The days are long gone when your rosy complexion was admired. Now, this blush is a characteristic you need to hide under layers and layers of foundation.

This pinkness combined with bumps popping up seemingly out of nowhere leads you to invest in a whole range of anti-acne lotions and creams, only to find your skin condition worsen with every use.

According to Dr. Anne Curtis, a dermatologist at Dermatology on Bloor in Toronto, acne-like flares can be easily confused with rosacea, and when you feel you are on the wrong track with your self-treatment, it is always best to seek professional help.

“People with rosacea have sensitive, easily irritated skin,” Dr. Curtis said. “So they will rapidly find out that they are on a wrong course, because the treatments would make the things worse, not better.”

So what exactly is rosacea, how dangerous is it and how can you deal with it?

Most women identify rosacea initially as pinkness, and everything that makes you flush makes that pinkness more prominent. Sun exposure, spicy foods, cold wind, hot drinks and alcohol usually add some blush to our cheeks, but for women with rosacea, those triggers usually mean discomfort and a necessity to camouflage their skin with makeup.

“People feel that they have to cover it,” Dr. Curtis said. “They are self-conscious whether they have their makeup on. It can also feel a little irritating and burning, particularly when flushing occurs.”

Rosacea evolves from its erythematotelangiectatic phase that is associated with pink cheeks, often with blood vessels, which gradually become more prominent.
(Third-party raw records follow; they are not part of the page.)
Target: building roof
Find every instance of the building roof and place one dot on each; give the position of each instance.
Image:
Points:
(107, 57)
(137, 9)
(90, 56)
It may then turn into a papulopustular form with little bumps—something that used to be considered adult acne. Dr. Curtis said there are multiple treatments you can start with. Anti-redness creams, now offered by most cosmetic companies, are probably your best option. If redness continues, your doctor may suggest prescription creams that contain an antibiotic called metronidazole. If that doesn’t help, the next step can be an oral antibiotic.

“If you are not responding to the prescription creams, there are also antibiotics, which also have anti-inflammatory action,” Dr. Curtis explained. “Usually at that point, your family doctor would be referring you to a specialist, such as a dermatologist, and we’ll be assessing the degree of inflammation to decide how long it would be appropriate for you to be on antibiotic pills, or we might talk to you about some other treatments, like intense pulse light or pulsed light laser treatments that are treatments for redness and little blood vessels.”

If not treated, rosacea may gradually turn into rhinophyma—a large, bulbous nose, which usually requires surgery. This skin condition is rarely diagnosed in women, with more cases seen in middle-aged men.

Rosacea may also affect your eyes. The symptoms would include redness with a dry, irritated feeling as though there is sand in your eyes. According to Dr. Curtis, though ocular rosacea is a quite common condition and it is rarely severe, dermatologists do take it seriously.

Though rosacea cannot be cured, there is a way to control it. Dr. Curtis recommends consulting a dermatologist if your skin condition is bothering you and prevents you from enjoying your daily life.